Back in 2009, Sarah Trigg, a painter and photo editor, was observing her own creative rituals in her Brooklyn studio when she began thinking about what other artists were doing in their studios. "What are their rituals?" Trigg wondered, "What do their collections look like?" She realized no one else had done a book–length work photographing artists' studios, and says she felt "a calling, for lack of a better term," to create her new book, Studio Life: Rituals, Collections, Tools and Observations on the Artistic Process.

Here are just a few things she learned along the way from the 100 artists she includes in Studio Life, like conceptual artist John Baldessari, performance artist Nick Cave, and photographer and video artist William Wegman.
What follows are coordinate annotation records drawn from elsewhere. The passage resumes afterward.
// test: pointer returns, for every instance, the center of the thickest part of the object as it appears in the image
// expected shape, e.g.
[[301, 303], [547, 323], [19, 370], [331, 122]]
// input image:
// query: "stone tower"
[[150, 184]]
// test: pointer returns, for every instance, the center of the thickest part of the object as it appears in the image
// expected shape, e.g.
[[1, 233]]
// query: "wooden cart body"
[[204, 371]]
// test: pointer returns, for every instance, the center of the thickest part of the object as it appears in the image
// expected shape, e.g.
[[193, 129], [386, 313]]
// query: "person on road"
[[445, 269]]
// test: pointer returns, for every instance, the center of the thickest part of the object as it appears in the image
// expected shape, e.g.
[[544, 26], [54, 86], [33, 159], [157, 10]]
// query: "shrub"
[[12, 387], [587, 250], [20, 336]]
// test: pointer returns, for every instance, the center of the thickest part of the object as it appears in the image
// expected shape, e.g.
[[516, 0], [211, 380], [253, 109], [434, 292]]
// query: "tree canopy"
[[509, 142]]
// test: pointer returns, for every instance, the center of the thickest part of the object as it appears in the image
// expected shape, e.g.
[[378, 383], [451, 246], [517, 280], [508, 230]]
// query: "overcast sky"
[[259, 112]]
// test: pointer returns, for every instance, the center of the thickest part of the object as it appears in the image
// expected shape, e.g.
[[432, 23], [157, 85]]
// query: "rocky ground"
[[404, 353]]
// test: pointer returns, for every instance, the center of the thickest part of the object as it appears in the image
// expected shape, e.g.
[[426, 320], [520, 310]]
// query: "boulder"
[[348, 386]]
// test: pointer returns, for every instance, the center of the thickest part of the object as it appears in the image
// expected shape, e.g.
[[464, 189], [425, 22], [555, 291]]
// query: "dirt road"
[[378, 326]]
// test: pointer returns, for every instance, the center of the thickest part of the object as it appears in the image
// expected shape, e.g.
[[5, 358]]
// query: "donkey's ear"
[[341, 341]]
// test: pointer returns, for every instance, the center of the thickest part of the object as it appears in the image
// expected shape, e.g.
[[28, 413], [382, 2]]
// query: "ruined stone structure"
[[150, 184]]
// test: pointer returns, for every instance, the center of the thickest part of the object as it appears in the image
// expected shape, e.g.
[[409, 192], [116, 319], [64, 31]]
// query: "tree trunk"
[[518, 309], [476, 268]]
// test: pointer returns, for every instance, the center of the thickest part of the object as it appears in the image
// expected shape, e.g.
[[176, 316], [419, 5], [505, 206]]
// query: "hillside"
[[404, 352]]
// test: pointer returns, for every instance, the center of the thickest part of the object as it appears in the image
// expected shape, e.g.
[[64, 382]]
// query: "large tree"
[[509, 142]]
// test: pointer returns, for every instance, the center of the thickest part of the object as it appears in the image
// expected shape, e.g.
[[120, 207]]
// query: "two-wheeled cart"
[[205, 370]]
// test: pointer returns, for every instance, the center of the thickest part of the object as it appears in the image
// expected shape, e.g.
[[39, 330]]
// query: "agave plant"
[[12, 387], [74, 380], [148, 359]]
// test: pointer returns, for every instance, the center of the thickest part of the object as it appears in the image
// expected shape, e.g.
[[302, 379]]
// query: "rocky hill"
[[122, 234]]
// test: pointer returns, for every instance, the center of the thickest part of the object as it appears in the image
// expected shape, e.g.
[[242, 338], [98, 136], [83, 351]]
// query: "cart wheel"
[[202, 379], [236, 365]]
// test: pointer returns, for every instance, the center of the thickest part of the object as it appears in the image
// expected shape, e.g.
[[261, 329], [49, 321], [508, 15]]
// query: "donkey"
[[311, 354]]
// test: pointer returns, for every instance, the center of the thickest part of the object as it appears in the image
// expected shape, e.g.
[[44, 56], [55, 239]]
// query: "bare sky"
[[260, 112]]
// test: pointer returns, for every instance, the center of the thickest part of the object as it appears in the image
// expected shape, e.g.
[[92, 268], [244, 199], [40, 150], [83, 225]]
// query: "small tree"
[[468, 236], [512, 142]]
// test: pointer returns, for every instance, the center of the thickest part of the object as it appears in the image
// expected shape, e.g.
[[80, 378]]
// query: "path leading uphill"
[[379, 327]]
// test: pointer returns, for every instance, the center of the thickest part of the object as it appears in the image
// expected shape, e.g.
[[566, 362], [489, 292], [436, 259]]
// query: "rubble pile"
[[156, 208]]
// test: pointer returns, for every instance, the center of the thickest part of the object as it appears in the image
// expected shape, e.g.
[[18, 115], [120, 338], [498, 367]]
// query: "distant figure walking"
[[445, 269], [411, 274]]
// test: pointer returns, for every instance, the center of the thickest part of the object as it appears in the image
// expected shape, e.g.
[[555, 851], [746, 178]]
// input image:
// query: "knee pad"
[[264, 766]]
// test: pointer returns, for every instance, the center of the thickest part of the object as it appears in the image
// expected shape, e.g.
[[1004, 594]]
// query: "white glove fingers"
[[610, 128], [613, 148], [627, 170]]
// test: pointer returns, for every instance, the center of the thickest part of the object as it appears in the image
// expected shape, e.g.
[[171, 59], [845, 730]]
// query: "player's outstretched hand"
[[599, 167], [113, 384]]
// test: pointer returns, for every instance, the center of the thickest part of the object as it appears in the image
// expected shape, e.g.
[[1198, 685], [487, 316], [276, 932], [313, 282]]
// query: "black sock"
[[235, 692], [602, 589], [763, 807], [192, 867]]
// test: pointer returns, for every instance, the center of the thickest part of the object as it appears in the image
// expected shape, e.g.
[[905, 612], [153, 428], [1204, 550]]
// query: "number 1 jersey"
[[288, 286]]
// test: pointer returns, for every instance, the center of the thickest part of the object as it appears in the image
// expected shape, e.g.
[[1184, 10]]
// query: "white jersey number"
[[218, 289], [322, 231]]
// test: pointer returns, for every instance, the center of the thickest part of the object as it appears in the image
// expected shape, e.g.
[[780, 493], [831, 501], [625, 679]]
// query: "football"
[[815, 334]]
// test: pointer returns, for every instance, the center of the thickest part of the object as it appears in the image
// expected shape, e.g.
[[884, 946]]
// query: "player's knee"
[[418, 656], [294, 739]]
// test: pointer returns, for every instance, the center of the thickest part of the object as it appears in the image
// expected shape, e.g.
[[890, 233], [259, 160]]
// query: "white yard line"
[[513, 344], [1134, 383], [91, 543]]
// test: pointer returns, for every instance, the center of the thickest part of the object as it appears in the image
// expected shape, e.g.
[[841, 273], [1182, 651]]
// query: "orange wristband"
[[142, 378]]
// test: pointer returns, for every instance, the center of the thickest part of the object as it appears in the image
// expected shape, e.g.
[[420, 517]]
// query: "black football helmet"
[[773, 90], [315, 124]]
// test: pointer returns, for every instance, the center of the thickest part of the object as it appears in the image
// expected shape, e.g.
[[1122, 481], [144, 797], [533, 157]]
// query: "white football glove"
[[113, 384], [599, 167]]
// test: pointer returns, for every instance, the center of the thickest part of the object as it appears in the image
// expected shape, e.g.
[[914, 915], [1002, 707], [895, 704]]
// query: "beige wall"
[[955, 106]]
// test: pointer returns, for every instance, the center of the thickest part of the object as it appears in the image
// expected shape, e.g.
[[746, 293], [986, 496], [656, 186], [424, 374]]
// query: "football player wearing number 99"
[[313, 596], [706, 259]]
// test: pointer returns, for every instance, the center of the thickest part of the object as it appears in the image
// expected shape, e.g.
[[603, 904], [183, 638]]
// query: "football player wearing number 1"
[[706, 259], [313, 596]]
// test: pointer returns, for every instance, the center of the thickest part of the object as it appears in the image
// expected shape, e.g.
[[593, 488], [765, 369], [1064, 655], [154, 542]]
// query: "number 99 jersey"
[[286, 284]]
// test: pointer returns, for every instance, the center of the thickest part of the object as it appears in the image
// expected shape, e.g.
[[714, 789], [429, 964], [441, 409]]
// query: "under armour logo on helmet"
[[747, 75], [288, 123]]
Studio Life: Rituals, Collections, Tools and Observations on the Artistic Process

When Tools Don't Exist, Make Your Own

One thread that Trigg saw in many of the studios was that many of the artists she interviewed and photographed had made their own tools to make their work easier. In her own painting practice, Trigg made what she calls a "portable sink." "When I paint I use acrylic, which is thinned with water." Trigg explains. "I found I had to make a lot of trips to the sink, so I got a water jug with a spigot and cut a hole in the back so I could transfer it around." The most complex tool Trigg encountered was from the painter Gordon Terry, who created a special table to make geometric shapes that look like colorful mollusks. "Each table leg is connected to a hydraulic jack that can be much like a car can be raised or lowered to move around the paints on the surface to create his works," Trigg says.